Wir wollen an dieser Stelle nicht den Rotstift ansetzen! Und ich glaube auch nicht, dass dies durch die anderen Fraktionen und auch nicht von unserem Bürgermeister gewollt ist. Ich hoffe, dass ich an dieser Stelle ein wenig mehr Transparenz in die Zusammensetzung der Kreisumlagen bringen konnte.
Wir segeln stürmischen Zeiten entgegen. Hier braucht es nicht nur einen guten Steuermann, sondern eine gute Mannschaft, die das Boot auf Kurs hält.
Liebe Kolleginnen und Kollegen, gesteuert wird das Schiff durch die Verwaltung, den Kurs jedoch, den geben wir vor. Wir müssen uns in Zukunft entscheiden, welche Investitionen wir tätigen können, denn die heutigen Investitionen sind die Abschreibungen und damit Kosten von morgen. Aber auch im Hinblick auf den Klimawandel müssen wir schauen, in wie weit wir höhere Ausgaben verkraften können. Bei den Ausgaben für Schule und Kitas werden wir mit deutlichen Erhöhungen rechnen müssen.

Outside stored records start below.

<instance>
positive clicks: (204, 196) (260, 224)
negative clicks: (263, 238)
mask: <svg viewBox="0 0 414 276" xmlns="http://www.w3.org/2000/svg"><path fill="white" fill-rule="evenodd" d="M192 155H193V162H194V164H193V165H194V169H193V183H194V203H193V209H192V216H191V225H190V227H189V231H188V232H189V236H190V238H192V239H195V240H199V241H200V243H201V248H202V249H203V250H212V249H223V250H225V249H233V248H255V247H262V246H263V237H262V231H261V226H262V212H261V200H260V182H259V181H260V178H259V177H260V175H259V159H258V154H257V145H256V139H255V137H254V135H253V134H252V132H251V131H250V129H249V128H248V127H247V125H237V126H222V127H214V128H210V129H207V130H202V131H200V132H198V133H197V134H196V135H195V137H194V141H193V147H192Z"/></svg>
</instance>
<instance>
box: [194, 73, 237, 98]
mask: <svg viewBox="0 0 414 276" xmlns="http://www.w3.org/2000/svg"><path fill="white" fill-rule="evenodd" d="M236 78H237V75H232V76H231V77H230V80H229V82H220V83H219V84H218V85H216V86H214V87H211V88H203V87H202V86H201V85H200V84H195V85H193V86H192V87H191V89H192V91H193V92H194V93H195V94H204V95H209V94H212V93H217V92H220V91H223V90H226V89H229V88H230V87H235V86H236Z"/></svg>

Auf der Einnahmenseite gehen wir als Freie Demokraten in den nächsten Jahren von einem Ende des Steuerbooms auf Rekordniveau aus. Vor diesem Hintergrund halten wir es auch für nicht zielführend, den Bürgerinnen und Bürgern vorzugaukeln, dass zum Beispiel ein „Klimanotstand“ keine Einschnitte bedeuten würde.

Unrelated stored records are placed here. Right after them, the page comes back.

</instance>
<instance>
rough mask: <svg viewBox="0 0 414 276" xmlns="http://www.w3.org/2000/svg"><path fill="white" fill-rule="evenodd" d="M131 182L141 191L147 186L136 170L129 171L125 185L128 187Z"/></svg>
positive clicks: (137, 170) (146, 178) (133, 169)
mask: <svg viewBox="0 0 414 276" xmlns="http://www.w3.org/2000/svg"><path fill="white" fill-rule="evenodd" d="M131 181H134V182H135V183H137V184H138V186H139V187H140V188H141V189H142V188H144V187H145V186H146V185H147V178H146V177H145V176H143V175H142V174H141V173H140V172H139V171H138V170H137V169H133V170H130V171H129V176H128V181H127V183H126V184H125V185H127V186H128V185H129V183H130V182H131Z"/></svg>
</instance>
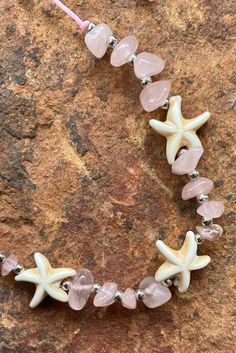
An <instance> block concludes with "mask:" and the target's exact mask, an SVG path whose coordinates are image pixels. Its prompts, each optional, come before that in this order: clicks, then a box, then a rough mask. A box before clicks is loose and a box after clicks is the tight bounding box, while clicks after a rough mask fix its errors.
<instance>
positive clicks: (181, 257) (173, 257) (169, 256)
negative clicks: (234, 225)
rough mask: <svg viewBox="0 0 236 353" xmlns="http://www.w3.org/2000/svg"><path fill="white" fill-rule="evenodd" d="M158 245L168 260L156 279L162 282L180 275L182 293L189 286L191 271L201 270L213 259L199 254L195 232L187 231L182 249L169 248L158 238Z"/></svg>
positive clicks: (184, 290) (179, 286)
mask: <svg viewBox="0 0 236 353" xmlns="http://www.w3.org/2000/svg"><path fill="white" fill-rule="evenodd" d="M156 245H157V248H158V249H159V250H160V252H161V253H162V255H164V257H165V258H166V262H164V264H163V265H161V267H159V269H158V270H157V272H156V275H155V279H156V281H157V282H162V281H164V280H166V279H168V278H171V277H175V276H176V275H179V276H178V277H179V284H178V290H179V292H181V293H183V292H185V291H186V290H187V289H188V287H189V284H190V274H191V271H193V270H199V269H201V268H203V267H205V266H207V265H208V264H209V262H210V261H211V258H210V257H209V256H207V255H204V256H197V242H196V240H195V235H194V233H193V232H187V234H186V238H185V240H184V244H183V245H182V247H181V249H180V250H173V249H171V248H169V247H168V246H167V245H165V244H164V243H163V242H162V241H161V240H158V241H157V242H156Z"/></svg>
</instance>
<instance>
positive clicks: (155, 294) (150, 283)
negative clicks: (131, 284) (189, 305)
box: [139, 277, 171, 308]
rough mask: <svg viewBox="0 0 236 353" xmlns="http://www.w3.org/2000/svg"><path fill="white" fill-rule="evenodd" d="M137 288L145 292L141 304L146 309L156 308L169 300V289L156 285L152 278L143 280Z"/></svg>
mask: <svg viewBox="0 0 236 353" xmlns="http://www.w3.org/2000/svg"><path fill="white" fill-rule="evenodd" d="M139 288H140V289H142V290H144V292H145V296H144V298H143V302H144V304H145V305H146V306H147V307H148V308H156V307H157V306H160V305H162V304H164V303H166V302H167V301H168V300H170V298H171V292H170V290H169V288H167V287H165V286H163V285H162V284H161V283H158V282H157V281H156V280H155V278H154V277H147V278H144V279H143V280H142V281H141V283H140V285H139Z"/></svg>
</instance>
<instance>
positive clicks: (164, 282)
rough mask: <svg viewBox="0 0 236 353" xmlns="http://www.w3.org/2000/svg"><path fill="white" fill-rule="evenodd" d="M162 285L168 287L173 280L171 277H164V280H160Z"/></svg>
mask: <svg viewBox="0 0 236 353" xmlns="http://www.w3.org/2000/svg"><path fill="white" fill-rule="evenodd" d="M162 284H163V286H165V287H170V286H172V284H173V281H172V280H171V279H169V278H168V279H166V280H165V281H163V282H162Z"/></svg>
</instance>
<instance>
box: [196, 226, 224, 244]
mask: <svg viewBox="0 0 236 353" xmlns="http://www.w3.org/2000/svg"><path fill="white" fill-rule="evenodd" d="M196 229H197V232H198V234H199V235H200V236H201V237H202V238H203V239H207V240H210V241H215V240H217V239H219V238H220V237H221V235H222V234H223V229H222V228H221V226H219V225H218V224H212V225H211V226H209V227H204V226H198V227H196Z"/></svg>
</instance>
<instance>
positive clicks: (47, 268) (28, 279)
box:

Um das bestmögliche Paket für Meinerzhagen zu schnüren, müssen wir besonnen und nicht polemisch vorgehen. Ehrlichkeit in allen Debatten, das muss der Inhalt der Politik in Meinerzhagen sein, hierzu gehört neben der Offenheit auch immer ein hohes Maß an Selbstkritik.
Lieber Jan,
liebe Kolleginnen und Kollegen,
liebe Mitarbeiterinnen und Mitarbeiter der Verwaltung,
liebe Gäste,
Ich wünsche Ihnen ein gesegnetes Weihnachtsfest im Kreis Ihrer Lieben und ein gesundes und erfolgreiches Jahr 2020!“
Gehalten wurde die Rede bei der Ratssitzung am 2. Dezember 2019 im Rathaus in Meinerzhagen.